Avec l’arrivée des jumelles, les changements de vie, la lecture des nouvelles dans le monde, je me rends compte que nous sommes de plus en plus conscients de notre impact sur la planète. Avec la mobilisation immense pour la marche contre le réchauffement climatique et toutes les sorties médiatiques entourant des rassemblements, des pétitions et autres qui touchent notre environnement et notre faune/flore, la conscience collective sur nos habitudes de consommation, l’importance d’acheter local, la production locale sont tous des sujets chauds et des sujets qui m’interpellent de plus en plus en tant que maman.
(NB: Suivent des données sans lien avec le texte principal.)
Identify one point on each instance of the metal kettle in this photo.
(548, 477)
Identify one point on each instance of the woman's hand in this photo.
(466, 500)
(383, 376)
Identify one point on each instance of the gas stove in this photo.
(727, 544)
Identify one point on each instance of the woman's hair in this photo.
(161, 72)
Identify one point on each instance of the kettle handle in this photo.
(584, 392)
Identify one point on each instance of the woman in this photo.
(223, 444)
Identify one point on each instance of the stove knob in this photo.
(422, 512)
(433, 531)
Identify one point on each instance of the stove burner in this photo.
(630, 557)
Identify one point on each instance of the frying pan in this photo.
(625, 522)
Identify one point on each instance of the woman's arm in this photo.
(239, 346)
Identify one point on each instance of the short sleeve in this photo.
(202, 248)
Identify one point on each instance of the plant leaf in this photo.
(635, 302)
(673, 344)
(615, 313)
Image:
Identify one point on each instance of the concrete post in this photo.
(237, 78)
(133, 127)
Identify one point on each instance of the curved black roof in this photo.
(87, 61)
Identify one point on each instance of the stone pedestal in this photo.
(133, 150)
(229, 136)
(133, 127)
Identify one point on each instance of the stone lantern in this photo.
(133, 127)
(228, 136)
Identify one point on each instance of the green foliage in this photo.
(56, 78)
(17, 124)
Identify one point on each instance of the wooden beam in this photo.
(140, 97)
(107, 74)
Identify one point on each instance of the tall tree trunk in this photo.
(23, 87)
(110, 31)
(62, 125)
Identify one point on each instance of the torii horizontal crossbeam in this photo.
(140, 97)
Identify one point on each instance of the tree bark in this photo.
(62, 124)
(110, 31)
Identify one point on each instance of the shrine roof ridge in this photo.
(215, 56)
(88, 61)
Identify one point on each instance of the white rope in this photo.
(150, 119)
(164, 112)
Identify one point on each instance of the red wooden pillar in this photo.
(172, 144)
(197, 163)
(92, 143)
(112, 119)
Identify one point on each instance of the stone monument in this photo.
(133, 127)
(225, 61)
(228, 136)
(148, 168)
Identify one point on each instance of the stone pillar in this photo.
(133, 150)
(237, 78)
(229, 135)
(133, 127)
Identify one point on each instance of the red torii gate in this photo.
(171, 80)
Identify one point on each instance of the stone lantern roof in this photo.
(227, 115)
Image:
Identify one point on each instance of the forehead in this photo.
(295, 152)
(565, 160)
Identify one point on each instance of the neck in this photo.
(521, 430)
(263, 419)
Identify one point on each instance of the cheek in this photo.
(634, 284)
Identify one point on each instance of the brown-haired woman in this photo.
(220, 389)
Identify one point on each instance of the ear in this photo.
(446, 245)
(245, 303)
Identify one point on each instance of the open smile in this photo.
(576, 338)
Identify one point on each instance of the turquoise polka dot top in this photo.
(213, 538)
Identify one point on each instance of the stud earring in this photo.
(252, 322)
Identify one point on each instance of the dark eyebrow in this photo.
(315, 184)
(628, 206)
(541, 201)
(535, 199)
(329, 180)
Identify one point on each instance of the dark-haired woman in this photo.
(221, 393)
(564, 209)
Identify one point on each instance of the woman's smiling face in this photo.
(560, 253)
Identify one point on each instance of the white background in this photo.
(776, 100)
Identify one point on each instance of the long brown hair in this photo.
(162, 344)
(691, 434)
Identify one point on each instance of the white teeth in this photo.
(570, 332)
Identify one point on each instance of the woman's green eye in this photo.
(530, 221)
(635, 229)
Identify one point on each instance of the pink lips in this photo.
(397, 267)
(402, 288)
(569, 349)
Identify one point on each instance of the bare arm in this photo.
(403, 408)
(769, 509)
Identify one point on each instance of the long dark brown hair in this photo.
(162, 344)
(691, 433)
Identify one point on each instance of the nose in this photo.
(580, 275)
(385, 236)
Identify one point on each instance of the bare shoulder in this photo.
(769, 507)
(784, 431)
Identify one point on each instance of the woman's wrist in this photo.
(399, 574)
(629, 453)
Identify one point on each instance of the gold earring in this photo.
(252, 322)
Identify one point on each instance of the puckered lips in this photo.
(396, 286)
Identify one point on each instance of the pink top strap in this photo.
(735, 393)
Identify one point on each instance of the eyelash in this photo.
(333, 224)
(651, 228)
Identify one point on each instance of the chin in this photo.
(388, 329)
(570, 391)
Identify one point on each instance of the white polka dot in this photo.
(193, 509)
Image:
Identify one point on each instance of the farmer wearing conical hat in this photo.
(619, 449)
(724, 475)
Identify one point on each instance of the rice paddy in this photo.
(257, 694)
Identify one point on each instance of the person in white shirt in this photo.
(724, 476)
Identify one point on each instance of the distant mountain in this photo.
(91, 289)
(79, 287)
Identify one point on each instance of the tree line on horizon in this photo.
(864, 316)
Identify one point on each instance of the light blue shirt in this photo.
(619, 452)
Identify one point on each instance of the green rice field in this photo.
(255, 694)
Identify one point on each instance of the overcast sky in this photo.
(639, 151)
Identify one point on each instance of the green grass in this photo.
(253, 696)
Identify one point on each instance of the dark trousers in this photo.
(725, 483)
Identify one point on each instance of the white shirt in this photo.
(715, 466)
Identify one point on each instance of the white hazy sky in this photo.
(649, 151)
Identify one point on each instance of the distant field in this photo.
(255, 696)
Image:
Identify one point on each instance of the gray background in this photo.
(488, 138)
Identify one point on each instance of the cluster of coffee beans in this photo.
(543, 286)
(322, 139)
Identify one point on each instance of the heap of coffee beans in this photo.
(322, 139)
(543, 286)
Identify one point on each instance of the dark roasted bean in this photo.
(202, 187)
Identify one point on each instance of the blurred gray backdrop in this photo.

Il est vrai que j’avais déjà entamé le pas vers un virage écolo avec quelques petits gestes au quotidien. Par contre, plus je mets d’efforts, plus je souhaite en faire davantage. J’ai fait plusieurs lectures, je m’informe et je me renseigne sur ce qui est bon et moins bon. Certains sujets sont mitigés, certains ne font pas l’unanimité, mais j’essaie de faire ma part pour que la génération future puisse profiter de notre chère planète autant que j’ai pu en profiter.

Récemment, j’ai lu sur la mode de la fabrication à la demande, la nouvelle tendance (pas si nouvelle). Les géants de la mode tels que Gap, American Apparel, H&M ont longtemps été un modèle de réussite sur le principe d’une fabrication sur stock (définition: produits de masse fabriqués en grosse quantité et mis sur le marché à travers différentes méthodes de distribution en attendant de trouver leur acheteur). Ce modèle traditionnel soulève maintenant plusieurs questions et quelques critiques au niveau environnemental en raison du gaspillage. La nouvelle conscience sociale et environnementale des consommateurs entraîne la chute de ce modèle et plusieurs boutiques ferment leur porte.

vêtements femme jeans troués chandail blanc modeSource image: Pixabay

Une solution qui fait surface: la mode à la demande permettrait d’éviter de mettre sur le marché des quantités phénoménales de vêtements qui ne trouvent pas preneur. Cette technique a déjà été mise en place par quelques acteurs en France et en Australie auparavant, mais ce mouvement commence à apparaître tranquillement ici au Québec. Avec les difficultés économiques des fabricants, la prise de conscience écologique et l’arrivée de la nouvelle génération, tous ces facteurs cheminent vers un processus de transformation de production et de géolocalisation des produits. De nouveaux acteurs émergent et vont à l’encontre du modèle traditionnel en limitant le nombre d’intermédiaires et en renforçant une relation directe avec le client ce qui limite le gaspillage et devenant ainsi plus respectueux de l’environnement. Je tiens à mentionner ici que la technologie d’imprimerie 3D fait aussi partie de cette nouvelle tendance qui permet d’accélérer le processus de fabrication et de limiter la matière utilisée.

En résumé, plusieurs compagnies se dirigent vers des outils positionnés plus près des clients afin de limiter les conséquences des coûts de transport, de stockage et ainsi l’empreinte environnementale et sociale correspondante.

Il y a des compagnies d’ici comme la compagnie Na’au dont je vous ai déjà parlé qui fera certainement mes vêtements personnalisés pour mes prochains marathons et je tiens à lever mon chapeau à cette belle initiative. Encourageons local!